Molly McNamara ran cross-country and track for Stanford while also struggling with depression. She wrote a piece for the NCAA touching on issues of perfection, injury, toughness, depression, and empathy. At first Molly felt she was unique in her struggle, until she looked around and realized that a number of other athletes at Stanford were dealing with stressors—all coping in various ways. She told herself, “I am not imagining this… this is actually a big issue.” And as Molly recognized, runners, like Madison, often battled their minds in a distinctive way:

“How do you survive those less-than-perfect situations when discipline isn’t enough? When grittiness gets you through the workouts but can’t seem to get you through the rest of the day? As a runner, you’re highly in tune with your body, and you know its highs and lows; you know your normal aches and pains, and you know when you should probably see the athletic trainer. Learning the highs and lows of your mind is much harder.”





CHAPTER 4


Vacuum


When Ashley was a student at Penn State, she was unhappy, out of place—a feeling that started the day she arrived on campus. During her first semester, she would spend the weekdays at school trying as best she could to make it work, then right after her final class on Friday, she would drive home to Allendale—three and a half hours each way. Once she turned onto her street and walked in the door of the house, she felt like her old self again—happy, carefree, stable.

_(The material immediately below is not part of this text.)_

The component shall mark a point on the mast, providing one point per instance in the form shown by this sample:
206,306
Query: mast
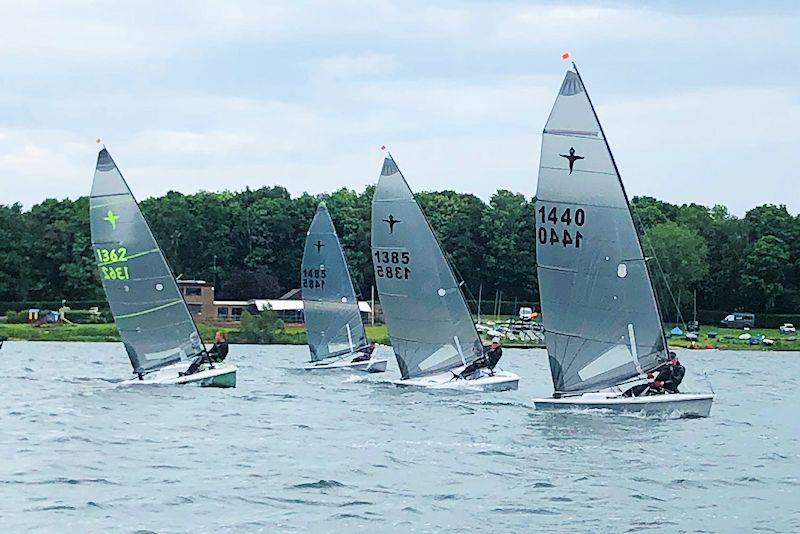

Maddy was a junior in high school then, Mackenzie a freshman. Maddy could not comprehend that Ashley did not love college. Even though nothing Ashley said could make her understand, Maddy still pressed her, asking questions as if her older sister’s life was a social science experiment.

“So, just to clarify, you’re telling me you don’t like college,” Maddy said.

“Yes.”

“Huh,” said Maddy.

Of course, once Madison was a few months into her own freshman year, she started asking Ashley different questions about how she had felt at Penn State, and, more important, how she had felt when she wasn’t at Penn State.

“Tell me again: What was it like when you were at school?” Maddy asked.

“I was just unhappy; I didn’t feel like myself.”

“Okay, and how did you feel when you came home?”

“Happy—like myself again.”

Maddy looked down. “Oh,” she whispered.

Madison was trying to decide whether transferring was the solution. Everyone in her immediate family seemed to believe she just needed to leave Penn. They had all come up with the same superficial solution: a change of scenery, trading the inner-city vibe of Penn for something more laid-back, maybe in the South. Maddy went back and forth. She was texting all her high school friends, even the ones she wasn’t that close to, about how much she hated Penn. Yet when Maddy heard that Jim was telling his buddies she wasn’t enjoying school, she went to Stacy and said, “Please tell Dad not to do that.”

Maddy seemed intent on controlling her own message, even if she had a tenuous grip on what that message was. Part of her wanted to believe the solution was as simple as transferring, but when she tested that logic with Ashley, she found it wanting.

“And how do you feel when you’re at school?” Ashley would ask Maddy.

“I hate it.”

“Okay, but then when you come home, how do you feel?”

“I’m still unhappy,” Madison would say. “Nothing seems to make it better.”

“That’s just not how I felt at Penn State. I knew the problem was with the school, because the second I left campus, I was happy again.”

“I’m not happy anywhere.”

“That’s different.”

“Yeah, it is.”

Maddy didn’t want to leave Penn since she knew the unhappiness was not simply environmental. She knew that whatever she was suffering from was being carried inside her. Escaping it—escaping herself—was impossible; everywhere she went, the unhappiness came, too. What if she did trick herself into believing a different set of buildings and new logo would fix what was happening? What if she did transfer, but then nothing changed? What if she was walking around that new school, the pain as sharp as ever? That would be scarier than never leaving Penn at all. Living with a ghost is frightening enough, but if you change houses to escape it and the ghost is present in the new space, then you’ve confirmed that it’s not the house the ghost is haunting. It’s you.